WASHINGTON – Behind the lawsuits and all the rhetoric, the legal clash over transgender rights pitting North Carolina against the Justice Department boils down to a fundamental disagreement over a definition.

Pamela Karlan, who teaches public interest law at Stanford University, summed it up this way:

"The real question here is: How do we determine what a person's sex is?"

The answer goes to the heart of whether federal civil rights laws that bar sex discrimination protect transgender Americans. On Friday, the Obama administration told all public school districts across the nation that they should allow transgender students to use the bathrooms that match their gender identity. That makes North Carolina ground zero in a cultural battle that has now gone nationwide.

It's an issue the U.S. Supreme Court has yet to touch, and it may be the ultimate arbiter.

Dueling state and federal suits over North Carolina's law barring transgender people from using men's or women's bathrooms or locker rooms in government buildings also underscore the political and cultural divide between many conservatives and liberals over issues surrounding sexual orientation.

Which side has the stronger case, given that lower courts have split on the issue, is a matter for debate.

The Republican-controlled General Assembly passed House Bill 2 in March in response to Charlotte's extension of its anti-discrimination ordinance.

That ordinance would have allowed transgender people to use the bathroom of the gender with which they identify and would have extended anti-discrimination protections to LGBT people. HB2 pre-empted that ordinance, requiring people to use the bathrooms in government buildings that match what's on their birth certificate.

Difference in definitions

The Obama Justice Department contends that sexual orientation is not a personal decision, but is based on an array of factors affecting an individual's sense of gender and is protected by civil rights laws enacted 40 and 50 years ago. In slapping the state of North Carolina with a suit charging HB2 violates sex discrimination provisions in the Civil Rights Act of 1964, a 1972 education law and the 2013 Violence Against Women Act, Attorney General Loretta Lynch accused North Carolina officials of "state-sponsored discrimination against transgender individuals."

North Carolina Gov. Pat McCrory and legislative leaders filed separate suits asking that a judge determine the law is not discriminatory.

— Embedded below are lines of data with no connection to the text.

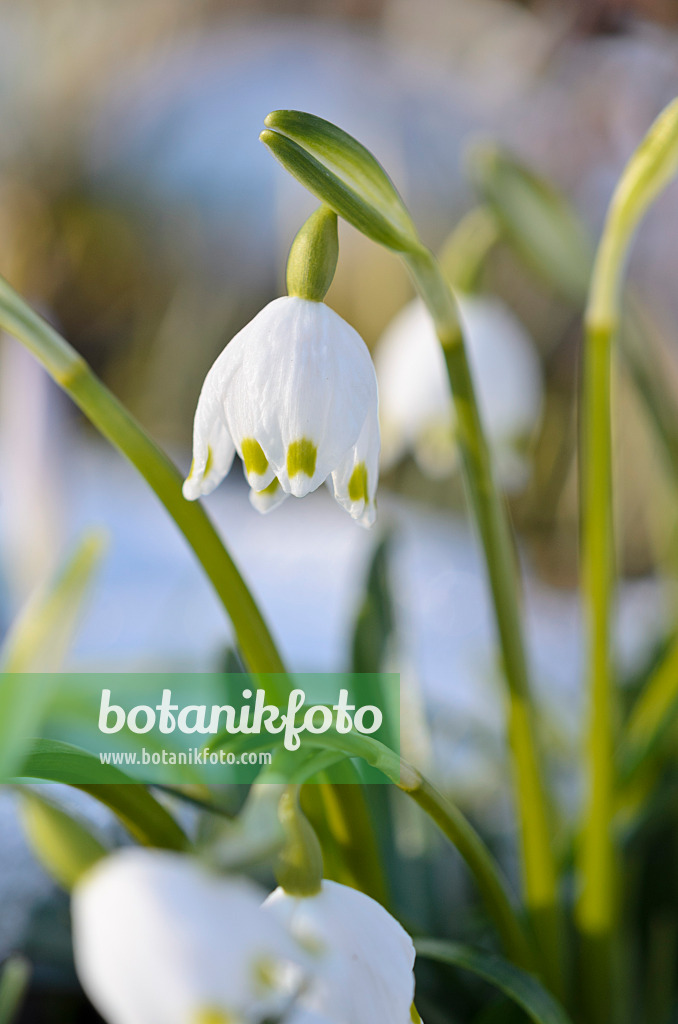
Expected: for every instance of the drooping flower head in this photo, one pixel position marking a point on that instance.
(295, 394)
(416, 409)
(159, 939)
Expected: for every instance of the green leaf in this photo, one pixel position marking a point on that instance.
(523, 988)
(337, 169)
(37, 643)
(64, 846)
(374, 622)
(143, 817)
(652, 716)
(536, 218)
(13, 985)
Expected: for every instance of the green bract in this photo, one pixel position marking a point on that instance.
(536, 219)
(313, 255)
(343, 174)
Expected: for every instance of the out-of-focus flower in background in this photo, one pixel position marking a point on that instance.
(416, 409)
(295, 394)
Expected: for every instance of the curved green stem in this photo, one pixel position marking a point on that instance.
(73, 374)
(452, 823)
(650, 169)
(540, 877)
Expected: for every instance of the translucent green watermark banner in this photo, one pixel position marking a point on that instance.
(194, 728)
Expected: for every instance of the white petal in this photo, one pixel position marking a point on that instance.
(306, 383)
(158, 940)
(355, 478)
(364, 958)
(414, 391)
(416, 408)
(212, 448)
(266, 501)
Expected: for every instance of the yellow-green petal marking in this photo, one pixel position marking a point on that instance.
(253, 457)
(301, 458)
(357, 485)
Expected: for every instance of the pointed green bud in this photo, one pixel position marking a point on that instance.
(313, 255)
(343, 174)
(64, 846)
(535, 218)
(299, 865)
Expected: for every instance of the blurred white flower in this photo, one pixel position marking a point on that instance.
(295, 394)
(160, 940)
(416, 410)
(364, 963)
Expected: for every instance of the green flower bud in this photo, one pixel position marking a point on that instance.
(313, 255)
(343, 174)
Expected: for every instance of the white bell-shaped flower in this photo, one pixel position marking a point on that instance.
(295, 394)
(416, 410)
(363, 958)
(158, 939)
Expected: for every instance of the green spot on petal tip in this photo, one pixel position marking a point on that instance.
(253, 457)
(301, 457)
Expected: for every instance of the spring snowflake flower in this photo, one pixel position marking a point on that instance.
(157, 938)
(295, 394)
(364, 958)
(416, 408)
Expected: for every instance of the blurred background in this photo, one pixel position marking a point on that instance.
(140, 214)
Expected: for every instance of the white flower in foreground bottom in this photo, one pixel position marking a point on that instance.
(364, 960)
(416, 408)
(160, 940)
(295, 394)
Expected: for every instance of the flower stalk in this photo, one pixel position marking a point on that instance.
(540, 878)
(650, 169)
(343, 174)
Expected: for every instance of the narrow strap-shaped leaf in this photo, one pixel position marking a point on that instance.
(37, 643)
(523, 988)
(13, 984)
(652, 716)
(65, 846)
(343, 174)
(143, 817)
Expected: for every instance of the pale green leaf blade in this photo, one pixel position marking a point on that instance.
(143, 817)
(523, 988)
(65, 846)
(13, 985)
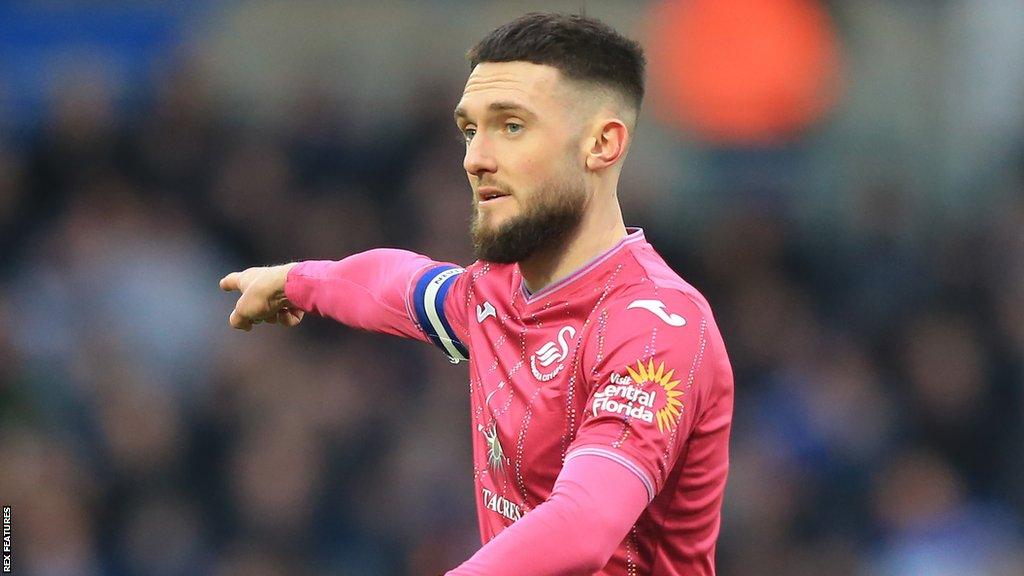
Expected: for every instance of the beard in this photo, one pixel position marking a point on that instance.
(547, 223)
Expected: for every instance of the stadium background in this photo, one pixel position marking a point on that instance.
(844, 180)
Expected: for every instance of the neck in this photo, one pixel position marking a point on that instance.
(600, 230)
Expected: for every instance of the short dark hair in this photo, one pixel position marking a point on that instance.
(581, 47)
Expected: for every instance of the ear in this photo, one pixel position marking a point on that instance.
(608, 144)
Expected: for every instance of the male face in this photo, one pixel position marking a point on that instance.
(522, 159)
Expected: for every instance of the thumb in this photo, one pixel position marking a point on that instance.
(230, 282)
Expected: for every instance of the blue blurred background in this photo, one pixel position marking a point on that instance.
(844, 180)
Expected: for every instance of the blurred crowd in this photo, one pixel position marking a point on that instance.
(879, 354)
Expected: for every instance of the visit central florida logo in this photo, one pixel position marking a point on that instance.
(647, 393)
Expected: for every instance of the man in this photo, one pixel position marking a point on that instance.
(600, 388)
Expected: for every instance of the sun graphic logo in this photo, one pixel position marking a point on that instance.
(668, 416)
(629, 397)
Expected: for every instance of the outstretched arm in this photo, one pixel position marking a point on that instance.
(383, 290)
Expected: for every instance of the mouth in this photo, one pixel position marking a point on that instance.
(489, 194)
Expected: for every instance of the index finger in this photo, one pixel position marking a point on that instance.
(230, 282)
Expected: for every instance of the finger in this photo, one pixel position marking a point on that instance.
(240, 322)
(290, 317)
(230, 282)
(252, 307)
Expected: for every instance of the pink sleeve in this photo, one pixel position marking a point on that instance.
(386, 290)
(594, 503)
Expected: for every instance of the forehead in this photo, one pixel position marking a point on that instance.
(534, 86)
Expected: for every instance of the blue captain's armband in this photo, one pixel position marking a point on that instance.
(428, 299)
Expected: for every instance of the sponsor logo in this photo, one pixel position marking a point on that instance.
(630, 397)
(657, 309)
(496, 454)
(501, 504)
(482, 312)
(552, 353)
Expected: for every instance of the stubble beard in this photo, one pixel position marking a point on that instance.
(546, 224)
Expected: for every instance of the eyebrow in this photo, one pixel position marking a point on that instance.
(502, 106)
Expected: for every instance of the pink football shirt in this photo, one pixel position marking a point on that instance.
(622, 360)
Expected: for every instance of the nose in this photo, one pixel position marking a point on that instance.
(479, 157)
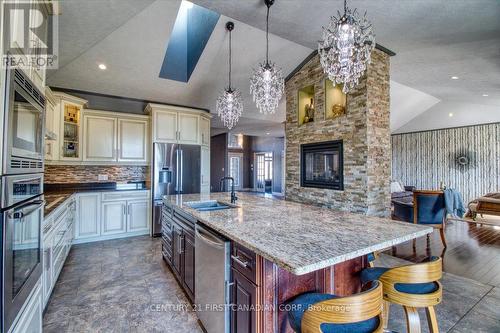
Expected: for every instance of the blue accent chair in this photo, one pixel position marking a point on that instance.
(412, 286)
(428, 208)
(325, 313)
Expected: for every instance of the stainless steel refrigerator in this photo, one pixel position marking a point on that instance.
(176, 170)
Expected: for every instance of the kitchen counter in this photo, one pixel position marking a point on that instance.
(56, 194)
(297, 237)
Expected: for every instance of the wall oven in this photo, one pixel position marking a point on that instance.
(23, 125)
(21, 212)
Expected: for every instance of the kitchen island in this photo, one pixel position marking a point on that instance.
(281, 249)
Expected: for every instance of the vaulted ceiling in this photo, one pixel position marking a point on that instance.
(433, 39)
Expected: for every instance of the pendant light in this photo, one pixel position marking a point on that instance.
(345, 50)
(267, 84)
(229, 104)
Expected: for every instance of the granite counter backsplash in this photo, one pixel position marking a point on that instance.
(89, 173)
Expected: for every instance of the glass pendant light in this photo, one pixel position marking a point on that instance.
(229, 104)
(267, 83)
(345, 50)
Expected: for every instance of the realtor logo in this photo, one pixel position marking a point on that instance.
(29, 35)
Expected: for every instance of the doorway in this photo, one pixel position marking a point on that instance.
(264, 172)
(235, 168)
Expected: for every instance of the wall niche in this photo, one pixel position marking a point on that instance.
(335, 100)
(306, 105)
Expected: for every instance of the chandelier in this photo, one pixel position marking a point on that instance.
(229, 104)
(346, 48)
(267, 83)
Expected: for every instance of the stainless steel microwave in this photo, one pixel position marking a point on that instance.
(23, 125)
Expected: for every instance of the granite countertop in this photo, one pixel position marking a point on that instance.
(56, 194)
(297, 237)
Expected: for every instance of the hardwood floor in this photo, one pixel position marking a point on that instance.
(473, 251)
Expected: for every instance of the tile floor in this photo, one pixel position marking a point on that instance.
(115, 286)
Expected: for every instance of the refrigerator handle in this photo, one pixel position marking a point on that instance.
(181, 169)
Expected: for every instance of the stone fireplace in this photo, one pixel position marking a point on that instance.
(322, 165)
(363, 130)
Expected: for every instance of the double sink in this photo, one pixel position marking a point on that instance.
(209, 205)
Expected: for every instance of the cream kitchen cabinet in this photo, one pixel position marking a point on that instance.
(88, 217)
(99, 138)
(31, 316)
(188, 128)
(66, 123)
(165, 126)
(133, 140)
(173, 124)
(138, 215)
(125, 212)
(114, 218)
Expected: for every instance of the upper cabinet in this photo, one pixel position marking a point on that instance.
(188, 128)
(172, 124)
(67, 125)
(132, 140)
(99, 138)
(114, 137)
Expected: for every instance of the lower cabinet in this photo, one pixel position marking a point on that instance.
(243, 296)
(114, 218)
(88, 215)
(30, 320)
(182, 244)
(137, 218)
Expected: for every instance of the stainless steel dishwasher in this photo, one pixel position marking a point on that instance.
(212, 280)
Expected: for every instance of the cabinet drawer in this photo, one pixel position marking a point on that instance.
(184, 221)
(244, 261)
(126, 195)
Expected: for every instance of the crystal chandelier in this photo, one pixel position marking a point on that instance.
(346, 48)
(229, 105)
(267, 83)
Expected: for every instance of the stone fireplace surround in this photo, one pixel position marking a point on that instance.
(364, 130)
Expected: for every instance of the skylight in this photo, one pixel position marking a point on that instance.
(192, 30)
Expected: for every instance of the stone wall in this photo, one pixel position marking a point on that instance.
(364, 130)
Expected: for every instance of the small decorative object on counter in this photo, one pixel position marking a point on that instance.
(309, 112)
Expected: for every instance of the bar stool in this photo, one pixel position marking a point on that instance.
(325, 313)
(412, 286)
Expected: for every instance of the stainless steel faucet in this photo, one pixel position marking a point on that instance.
(233, 194)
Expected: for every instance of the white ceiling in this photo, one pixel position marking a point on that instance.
(433, 39)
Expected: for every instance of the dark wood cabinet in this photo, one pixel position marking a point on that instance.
(244, 299)
(178, 248)
(181, 241)
(188, 279)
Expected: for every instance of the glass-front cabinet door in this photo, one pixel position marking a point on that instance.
(71, 131)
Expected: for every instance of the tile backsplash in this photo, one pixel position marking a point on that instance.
(55, 174)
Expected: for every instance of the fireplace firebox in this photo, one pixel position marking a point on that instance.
(322, 165)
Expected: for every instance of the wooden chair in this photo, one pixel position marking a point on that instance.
(412, 286)
(428, 208)
(325, 313)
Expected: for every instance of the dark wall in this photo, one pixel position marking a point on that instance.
(247, 160)
(262, 144)
(251, 145)
(218, 158)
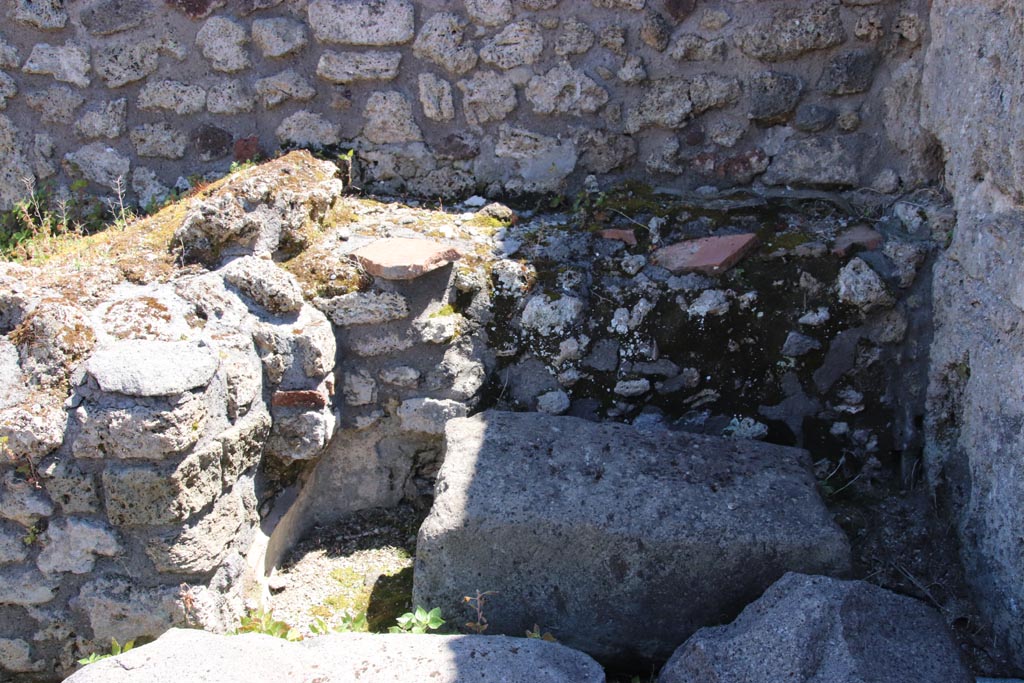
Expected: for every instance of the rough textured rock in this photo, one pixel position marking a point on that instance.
(973, 452)
(517, 44)
(404, 258)
(144, 368)
(612, 489)
(265, 283)
(68, 62)
(389, 119)
(792, 32)
(223, 43)
(252, 214)
(565, 90)
(305, 129)
(440, 40)
(172, 96)
(345, 656)
(365, 308)
(817, 162)
(279, 37)
(486, 96)
(279, 88)
(807, 629)
(349, 67)
(355, 23)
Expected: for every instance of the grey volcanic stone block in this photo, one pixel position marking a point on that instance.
(620, 541)
(818, 629)
(343, 657)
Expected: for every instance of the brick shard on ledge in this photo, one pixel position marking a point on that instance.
(307, 398)
(404, 258)
(708, 255)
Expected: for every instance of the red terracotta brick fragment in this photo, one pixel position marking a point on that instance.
(629, 237)
(858, 236)
(404, 258)
(302, 398)
(709, 255)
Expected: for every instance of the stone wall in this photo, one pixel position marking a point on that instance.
(974, 102)
(441, 98)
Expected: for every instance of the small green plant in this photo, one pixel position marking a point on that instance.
(24, 465)
(31, 536)
(116, 649)
(419, 621)
(260, 621)
(538, 635)
(348, 624)
(479, 625)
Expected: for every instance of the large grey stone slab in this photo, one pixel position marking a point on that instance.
(622, 542)
(151, 368)
(343, 657)
(815, 629)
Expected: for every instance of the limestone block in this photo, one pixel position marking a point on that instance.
(435, 97)
(265, 283)
(440, 40)
(121, 63)
(12, 547)
(148, 429)
(152, 368)
(159, 139)
(171, 96)
(13, 166)
(16, 656)
(72, 545)
(486, 96)
(298, 434)
(389, 119)
(364, 307)
(111, 16)
(345, 656)
(148, 495)
(489, 12)
(243, 444)
(279, 88)
(356, 23)
(792, 32)
(565, 90)
(55, 104)
(223, 43)
(306, 129)
(45, 14)
(293, 353)
(22, 502)
(517, 44)
(279, 37)
(574, 37)
(817, 161)
(429, 415)
(8, 88)
(349, 67)
(611, 488)
(104, 120)
(71, 487)
(200, 546)
(229, 96)
(68, 62)
(691, 47)
(117, 608)
(20, 585)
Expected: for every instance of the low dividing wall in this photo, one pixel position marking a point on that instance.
(440, 98)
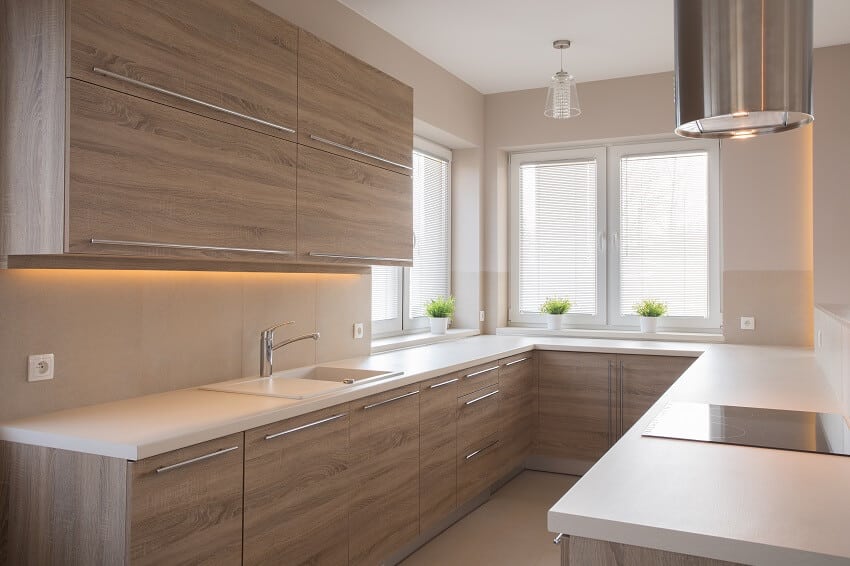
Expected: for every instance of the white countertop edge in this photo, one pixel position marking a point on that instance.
(697, 544)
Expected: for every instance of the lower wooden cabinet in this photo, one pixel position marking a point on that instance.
(437, 450)
(298, 490)
(385, 474)
(185, 506)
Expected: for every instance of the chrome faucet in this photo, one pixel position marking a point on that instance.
(267, 346)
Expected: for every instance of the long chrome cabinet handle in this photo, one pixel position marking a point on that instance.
(480, 450)
(471, 401)
(378, 404)
(363, 257)
(449, 382)
(171, 93)
(359, 152)
(482, 371)
(186, 247)
(198, 459)
(302, 427)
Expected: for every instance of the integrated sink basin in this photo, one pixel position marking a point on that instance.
(301, 383)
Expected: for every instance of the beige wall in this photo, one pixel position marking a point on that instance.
(832, 174)
(766, 193)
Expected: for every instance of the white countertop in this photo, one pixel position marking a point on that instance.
(146, 426)
(741, 504)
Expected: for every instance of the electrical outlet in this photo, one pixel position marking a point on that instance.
(40, 367)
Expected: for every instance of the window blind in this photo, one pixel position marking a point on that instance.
(557, 234)
(664, 242)
(386, 292)
(429, 276)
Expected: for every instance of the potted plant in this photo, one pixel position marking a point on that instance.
(649, 310)
(440, 310)
(555, 308)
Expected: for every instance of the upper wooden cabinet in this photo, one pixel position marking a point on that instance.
(352, 109)
(227, 59)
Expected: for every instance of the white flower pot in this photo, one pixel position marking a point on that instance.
(648, 324)
(439, 325)
(554, 321)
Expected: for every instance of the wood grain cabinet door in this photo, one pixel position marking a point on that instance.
(186, 506)
(516, 416)
(643, 380)
(350, 211)
(385, 470)
(576, 410)
(352, 109)
(228, 54)
(145, 172)
(437, 450)
(297, 490)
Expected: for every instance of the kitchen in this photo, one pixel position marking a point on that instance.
(137, 335)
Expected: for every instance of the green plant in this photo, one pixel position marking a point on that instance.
(650, 307)
(555, 305)
(441, 307)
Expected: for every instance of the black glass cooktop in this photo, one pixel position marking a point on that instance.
(802, 431)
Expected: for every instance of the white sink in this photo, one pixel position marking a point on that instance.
(300, 383)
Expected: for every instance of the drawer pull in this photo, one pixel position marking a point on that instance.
(362, 257)
(302, 427)
(482, 371)
(480, 450)
(470, 402)
(186, 247)
(198, 459)
(171, 93)
(358, 152)
(436, 385)
(379, 403)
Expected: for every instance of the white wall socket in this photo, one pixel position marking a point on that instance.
(40, 367)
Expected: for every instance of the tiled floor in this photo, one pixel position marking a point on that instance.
(508, 530)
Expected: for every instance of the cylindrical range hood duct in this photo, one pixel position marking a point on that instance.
(743, 67)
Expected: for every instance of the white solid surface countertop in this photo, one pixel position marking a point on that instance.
(735, 503)
(140, 427)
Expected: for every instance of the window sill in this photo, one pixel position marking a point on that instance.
(421, 339)
(614, 334)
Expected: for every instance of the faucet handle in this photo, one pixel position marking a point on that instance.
(276, 326)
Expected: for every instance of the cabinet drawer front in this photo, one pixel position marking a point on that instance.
(186, 505)
(145, 172)
(437, 449)
(298, 490)
(231, 54)
(348, 208)
(478, 417)
(478, 377)
(477, 468)
(346, 102)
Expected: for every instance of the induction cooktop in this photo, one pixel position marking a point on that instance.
(801, 431)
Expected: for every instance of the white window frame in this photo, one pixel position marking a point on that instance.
(679, 323)
(403, 323)
(516, 161)
(608, 154)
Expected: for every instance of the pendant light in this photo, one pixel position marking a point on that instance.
(562, 97)
(743, 67)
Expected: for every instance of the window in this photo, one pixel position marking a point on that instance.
(609, 226)
(399, 294)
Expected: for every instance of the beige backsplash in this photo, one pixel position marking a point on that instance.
(119, 334)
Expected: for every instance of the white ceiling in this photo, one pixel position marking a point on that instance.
(504, 45)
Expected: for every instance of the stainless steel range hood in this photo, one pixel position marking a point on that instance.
(743, 67)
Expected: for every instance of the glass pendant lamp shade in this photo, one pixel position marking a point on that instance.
(562, 96)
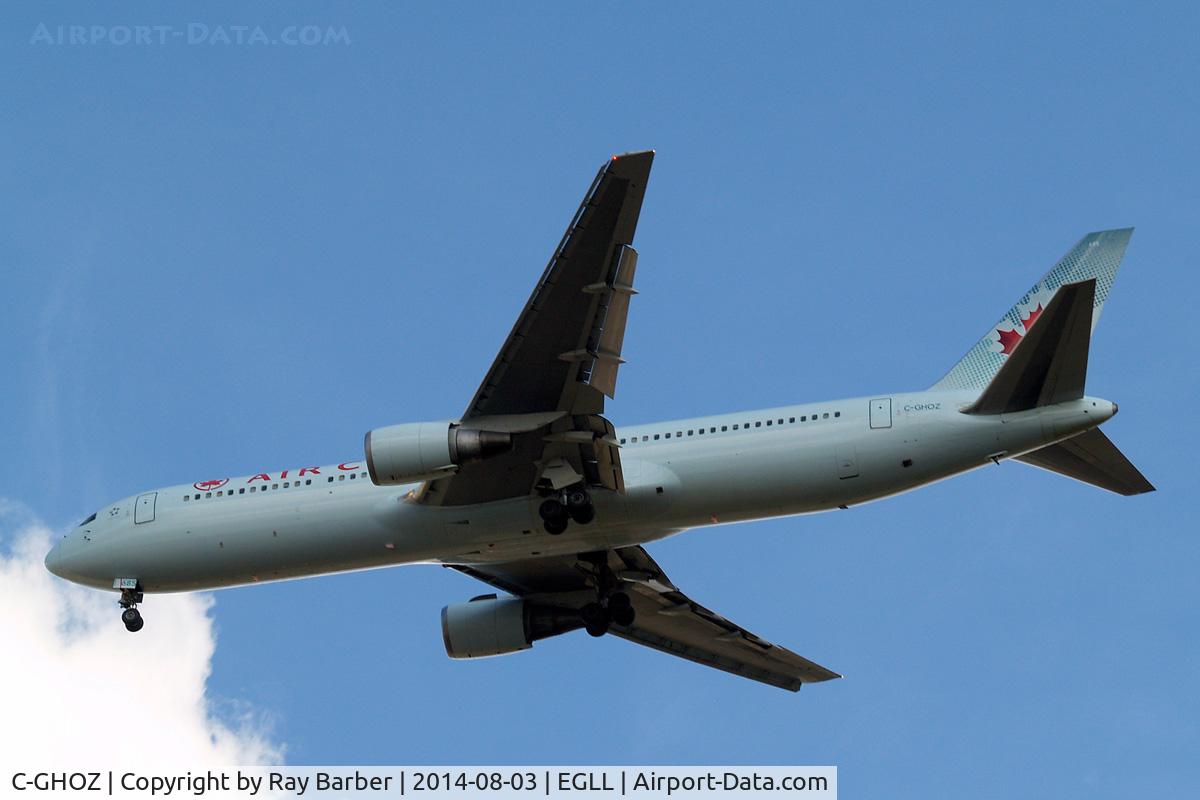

The 1964 law barring employment discrimination on the basis of "race, color, religion, sex and national origin" says it's illegal to "discriminate against people based on their sex," Karlan, who was a senior official of the Civil Rights Division in 2014 and 2015, said. "It doesn't say you can't discriminate against people based on the sex on their birth certificate."

But Ed Whelan, president of the conservative-leaning Ethics and Public Policy Center and head of its program on the Constitution, the Courts and the Culture, says laws like North Carolina's "do not involve by any conceivable measure discrimination on the basis of gender identity."

North Carolina's law disregards gender identity by defining gender as a person's biological sex at birth, Whelan, a former law clerk to the late conservative Supreme Court Justice Antonin Scalia, said.

McCrory's lawsuit notes that in 2000, the 7th U.S. Circuit Court of Appeals held that Congress "intended the term 'sex' to mean 'biological male or biological female,' and not one's sexuality or sexual orientation."

In 1982, the 8th Circuit found that, because Congress had failed to make transgender people a protected class, discrimination based on their gender identities is not covered by Title VII of the 1964 Civil Rights Act.

Bathroom blunders

Proponents of both sides say cringe-worthy bathroom scenarios will occur if they lose the argument.

Karlan said that she would be deeply "disconcerted" about what might happen if transgender people were forced to use the bathrooms of the sex they abandoned.

For example, she said, "what if somebody wearing a mustache and a beard with a suit and tie comes into the [women's] bathroom and says, 'Actually, if you saw the genitalia I was born with, you wouldn't be upset.' "

Backers of HB2 say, however, that ordinances such as Charlotte's create a safety risk because men dressed as women would share bathrooms with women and young girls.

Whelan said the Obama administration "started this war by insisting there has to be a one-size-fits-all national policy on this. They're the ones who are insisting that a guy who looks like a guy but feels like a woman has to use the women's room."

If the North Carolina law were upheld, transgender people would have to use unisex or other alternative bathrooms — an outcome that Attorney General Lynch called hurtful and discriminatory.

'No clear identification'

McCrory told Fox News that Obama administration officials are "trying to define gender identity. And there is no clear identification or definition of gender identity."

Perhaps, but Karlan said the medical profession has recognized that "people's sex is made up of a complex group of factors, and for most people, the factors tend to reinforce each other."

For most people, she said, "their chromosomal sex and their external genitalia and their sense of a social role, and the hormones that are coursing through their bodies all kind of align. For transgender people, their chromosomal sex and external genitalia at birth don't necessarily correlate with their internal sense of gender."

Lynch told a news conference that "it is our position that federal law has been clear for some time now that discrimination against sex includes discrimination against individuals based on sexual identity and gender identity."